The Big Issue pictures definitely had an impact on how his work developed. He focused on the consequences of conflict, the human perspective and human impact. I see that early work as being fundamental.
May 2003: A woman carries cassava leaves to the central market in Tubmanburg, Liberia
June 2003: The Liberians United for Reconciliation and Democracy (LURD) advance on the Liberian capital, Monrovia, during the Second Liberian Civil War (1999-2003)
With Hetherington’s Liberia work, you see his long-term approach. He went back to Liberia and revisited some of the people he had first encountered to give a broader perspective, rather than just capturing the conflict itself.
June 2003: A Liberians United for Reconciliation and Democracy (LURD) combatant in Liberia
June 2002: An amputee straps on his prosthetic limb before taking to the field during a friendly football match at a war veterans camp situated on the outskirts of Luanda, Angola
June 2008: Soldiers from the United States Army’s 173rd Airborne Brigade during a 15-month deployment in the Korengal Valley, Afghanistan
April 2011: An anti-Gaddafi combatant during the Libyan revolution
We don’t know how he was going to develop this work in Libya. It’s unfinished. It looks as though he was interested in the idea of performance in conflict; the people he is photographing being aware of his presence and how that might affect the scenes that he was capturing.

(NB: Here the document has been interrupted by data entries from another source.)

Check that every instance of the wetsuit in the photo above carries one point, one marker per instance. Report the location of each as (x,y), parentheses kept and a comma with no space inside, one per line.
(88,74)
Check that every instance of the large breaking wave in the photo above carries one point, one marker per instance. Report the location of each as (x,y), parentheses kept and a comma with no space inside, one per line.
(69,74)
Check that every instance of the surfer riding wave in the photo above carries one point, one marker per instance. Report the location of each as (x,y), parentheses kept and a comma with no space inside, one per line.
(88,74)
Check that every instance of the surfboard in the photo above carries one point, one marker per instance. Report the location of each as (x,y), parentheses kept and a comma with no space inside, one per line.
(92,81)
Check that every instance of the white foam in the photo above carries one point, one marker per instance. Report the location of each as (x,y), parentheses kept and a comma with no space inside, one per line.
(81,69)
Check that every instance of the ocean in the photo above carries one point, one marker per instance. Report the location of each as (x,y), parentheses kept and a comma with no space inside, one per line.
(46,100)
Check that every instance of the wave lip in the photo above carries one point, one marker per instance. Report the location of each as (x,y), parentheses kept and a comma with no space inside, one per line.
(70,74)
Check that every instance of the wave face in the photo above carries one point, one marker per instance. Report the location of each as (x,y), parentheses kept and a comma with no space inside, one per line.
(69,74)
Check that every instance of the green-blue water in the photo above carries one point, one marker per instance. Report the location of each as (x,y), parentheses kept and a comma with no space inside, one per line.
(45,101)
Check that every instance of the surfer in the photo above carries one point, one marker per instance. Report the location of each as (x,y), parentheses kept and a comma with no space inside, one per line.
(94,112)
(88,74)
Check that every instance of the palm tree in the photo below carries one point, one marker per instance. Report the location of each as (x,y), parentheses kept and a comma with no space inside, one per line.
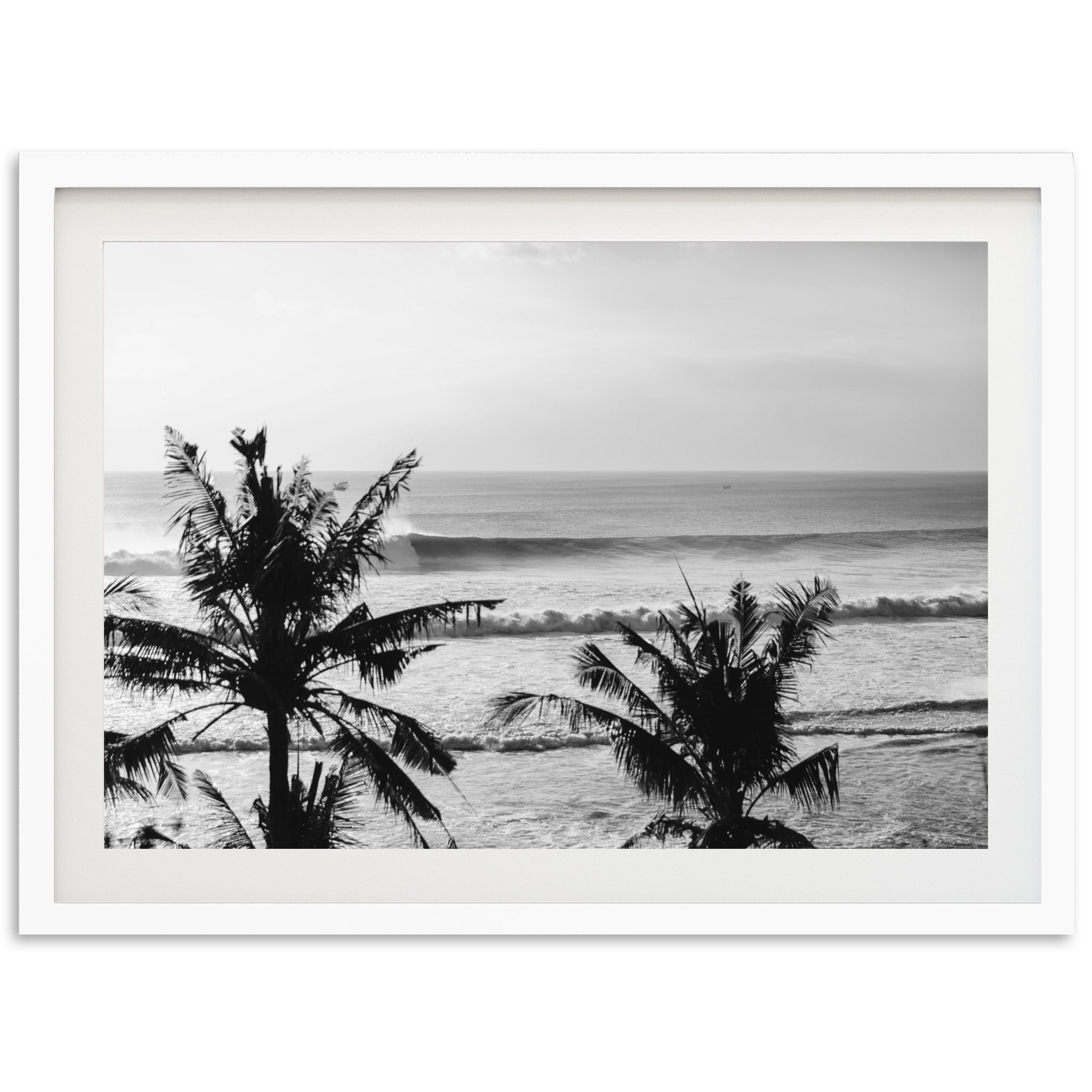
(711,738)
(132,761)
(276,583)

April 2011: Self-portrait, taken in Libya
This is the last self-portrait Hetherington took. He was an unusually self-reflective photographer, especially later in his career. He was interested in how he as the photographer was influencing the scenes he was capturing. We have brought Hetherington into the exhibition. He’s there as a talking head on video, in diary extracts. People can relate to the decisions, the ethical decisions, photographers sometimes have to make. That is as much a part of understanding conflict as the images and the events themselves.
We’re hearing a lot about journalists and photojournalists who are at risk, doing this incredibly dangerous job they do. That’s part of the narrative. Hetherington was someone working in Libya and he wasn’t the only photojournalist who was mortally wounded that day.